When Ed told of gathering up the fragments of torn clothing, she asked to see them at once. Ed hesitated, and Douglas suggested that she wait until a later time when her nerves were steadier; but she was determined, and insisted upon seeing them without delay, and there was nothing to do but produce them. Contrary to their expectations, she made no scene when they were placed before her, and though her hand trembled a little was quite collected as she took up the blood-stained pieces of cloth and examined them critically one by one. Finally she raised her head and announced:
“None o’ them were ever a part o’ Bob’s clothes.”
“Whose now may un be if not Bob’s?” asked Ed, sceptical of her decision.
“None of un were Bob’s. I were makin’ all o’ Bob’s clothes, an’—I—knows: I knows,” she insisted.
“But th’ flat sled were Bob’s, an’ th’ tent an’ other things,” said Ed.
“Th’ clothes were not Bob’s—an’ Bob were not killed by wolves—my lad is livin’—somewheres—I feels my lad is livin’,” she asserted.
Then Ed told of the two axes found—one on the toboggan and the other on the snow—and Mrs. Gray raised another question.

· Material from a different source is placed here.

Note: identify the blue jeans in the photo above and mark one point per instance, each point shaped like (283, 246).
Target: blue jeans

“Why,” she asked, “had he two axes?”
It was explained that he had probably taken one in on a previous trip and cached it. But she argued that if he needed an axe going in on the previous trip he must have needed it coming out too, and it was not likely that he would have cached it. Besides, she was quite sure that he had but one axe with him in the bush, as there was no extra axe for him to take when he was leaving home; and Douglas said that when he left the trail at the close of the previous season he had left no axe in any of the tilts.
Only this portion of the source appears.